E durante la prima giornata a Salt Lake City ho avuto modo di constatare di persona alcune di queste contraddizioni.
Invitati ad assistere all’esibizione (trasmessa da circa 2000 canali TV e radio) dei Mormon Tabernacle – un coro composto da 360 membri famoso nella comunità mormone a livello mondiale – inaspettatamente, all’inizio della funzione a cui erano presenti oltre 1500 persone, ci hanno presentati come membri del programma IVLP, facendoci addirittura alzare per ricevere l’applauso di rito.
E dietro l’angolo eccola, la contraddizione, la realtà che non ti aspetti. Certo non appena uscito da una cerimonia mormone.
Appena usciti dalla coinvolgente manifestazione corale ci incamminiamo verso l’albergo e un paio di isolati più in la incontriamo una allegra e variopinta manifestazione per il gay pride: un evento annuale, vengo a sapere. Credetemi, davvero l’ultima cosa che ci si aspetterebbe nello Utah, rinomato per essere uno Stato fortemente conservatore ma che da qualche anno a questa parte ha idee più moderate legate alla presenza di un’amministrazione comunale molto aperta sul piano dei diritti civili.
Il giorno successivo, guidati da Beth Martial, cominciamo il nostro giro di incontri, partendo dall’Università statale dello Utah, dove, presso il Centro di ricerca per l’integrazione di Migranti e Rifugiati, incontriamo le direttrici Caren Frost e Lisa Green. Il Centro esiste da un anno e tra le sue attività ha sviluppato delle App per l’integrazione nella comunità attraverso la geo localizzazione – dei servizi fondamentali presenti nel territorio e spesso sconosciuti ai migranti arrivati da poco, in particolare rifugiati. Ogni anno lo Utah accoglie circa 1000 migranti (su 40.000 rilevati negli USA) e si tratta soprattutto di asiatici e africani. Questi ultimi vengono collocati in alcune cittadine nei dintorni di Salt Lake City, raggruppati per aree di provenienza ma distribuiti in piccoli gruppi a stretto contatto con la popolazione locale. I minori non accompagnati spesso prendono la strada dell’adozione. Impressionano i numeri nel confronto con il nostro Paese che, sebbene con una tradizione migratoria ben diversa da quella americana, accoglie circa 200.000 rifugiati l’anno. Eppure, qui come negli USA, uscendo dalle contrapposizioni politiche, il tema è non tanto se, ma come, fare integrazione, per lasciare ai nostri figli un Paese coeso e inclusivo.
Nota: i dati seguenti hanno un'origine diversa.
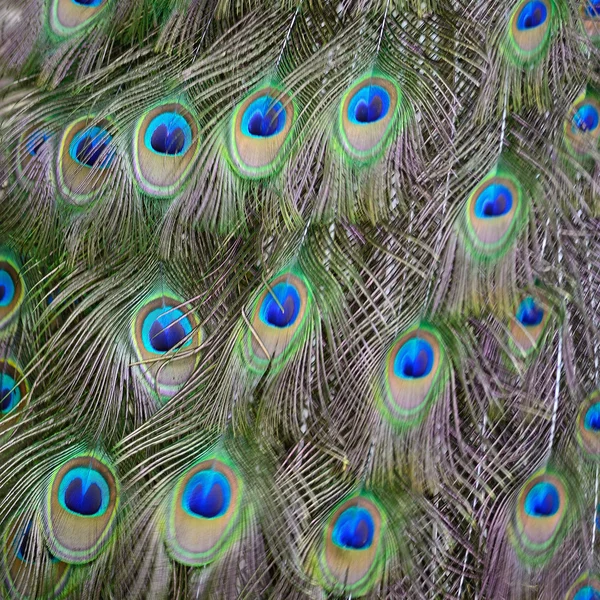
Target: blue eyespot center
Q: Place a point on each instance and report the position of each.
(207, 494)
(166, 338)
(593, 9)
(494, 201)
(354, 529)
(264, 117)
(586, 118)
(592, 417)
(529, 313)
(532, 15)
(86, 502)
(91, 148)
(542, 500)
(7, 288)
(169, 133)
(10, 393)
(165, 328)
(84, 492)
(414, 359)
(587, 593)
(284, 311)
(368, 105)
(35, 141)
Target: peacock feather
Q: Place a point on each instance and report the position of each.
(299, 299)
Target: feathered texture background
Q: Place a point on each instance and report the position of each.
(299, 299)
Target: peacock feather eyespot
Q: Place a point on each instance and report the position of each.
(530, 28)
(493, 216)
(587, 587)
(163, 327)
(368, 113)
(588, 426)
(80, 508)
(86, 154)
(204, 512)
(278, 320)
(414, 372)
(260, 131)
(19, 554)
(539, 519)
(351, 557)
(528, 324)
(68, 17)
(590, 17)
(165, 144)
(12, 288)
(582, 129)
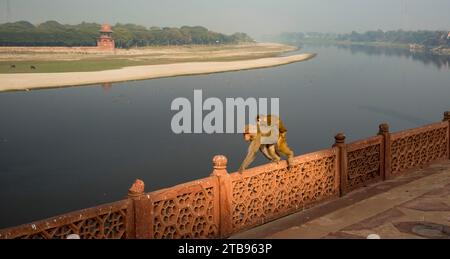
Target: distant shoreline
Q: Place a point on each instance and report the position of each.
(29, 81)
(383, 44)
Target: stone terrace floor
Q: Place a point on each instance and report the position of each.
(416, 205)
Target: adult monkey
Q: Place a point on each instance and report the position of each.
(271, 148)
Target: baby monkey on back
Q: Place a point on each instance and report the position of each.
(263, 137)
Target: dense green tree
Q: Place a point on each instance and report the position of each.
(52, 33)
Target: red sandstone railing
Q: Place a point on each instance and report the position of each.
(223, 203)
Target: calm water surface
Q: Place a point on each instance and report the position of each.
(70, 148)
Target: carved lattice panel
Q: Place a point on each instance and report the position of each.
(364, 163)
(271, 194)
(104, 224)
(187, 215)
(415, 149)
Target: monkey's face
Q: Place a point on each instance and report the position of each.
(248, 137)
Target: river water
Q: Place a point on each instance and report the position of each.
(70, 148)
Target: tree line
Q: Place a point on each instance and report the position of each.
(52, 33)
(426, 38)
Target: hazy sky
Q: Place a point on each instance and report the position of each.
(256, 17)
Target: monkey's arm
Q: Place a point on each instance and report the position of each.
(251, 154)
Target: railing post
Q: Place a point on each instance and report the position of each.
(447, 118)
(140, 224)
(387, 159)
(225, 194)
(342, 163)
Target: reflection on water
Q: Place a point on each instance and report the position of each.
(397, 115)
(69, 148)
(426, 57)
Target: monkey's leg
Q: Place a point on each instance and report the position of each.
(251, 154)
(273, 153)
(265, 152)
(285, 149)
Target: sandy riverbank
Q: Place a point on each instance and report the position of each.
(27, 81)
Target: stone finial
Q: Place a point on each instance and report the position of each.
(220, 165)
(220, 162)
(447, 116)
(339, 138)
(383, 128)
(136, 189)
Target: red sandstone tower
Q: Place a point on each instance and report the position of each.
(105, 41)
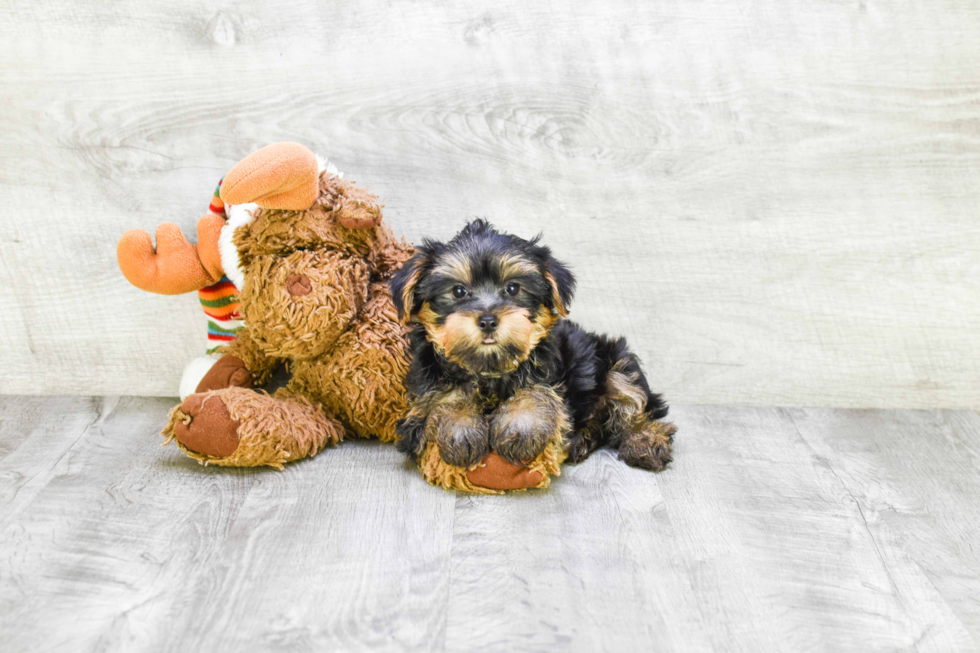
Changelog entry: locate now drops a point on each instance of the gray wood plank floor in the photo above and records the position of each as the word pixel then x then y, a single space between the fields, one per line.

Ci spostiamo nel palazzo del Dipartimento di Educazione e Politica dove incontriamo il prof. Gerardo Lopez che basa le sue teorizzazioni sulla Teoria critica della razza. Il tema di fondo di questa teoria è che le condizioni di segregazione razziale hanno basi ideologiche e conseguenze pragmatiche che si riversano contro alcuni gruppi sociali. La razza è un costrutto sociale prodotto dalla cultura e il razzismo è invece un vasto sistema di pratiche istituzionalizzate che strutturano solo in alcune mani l’assegnazione del potere sociale, economico e politico.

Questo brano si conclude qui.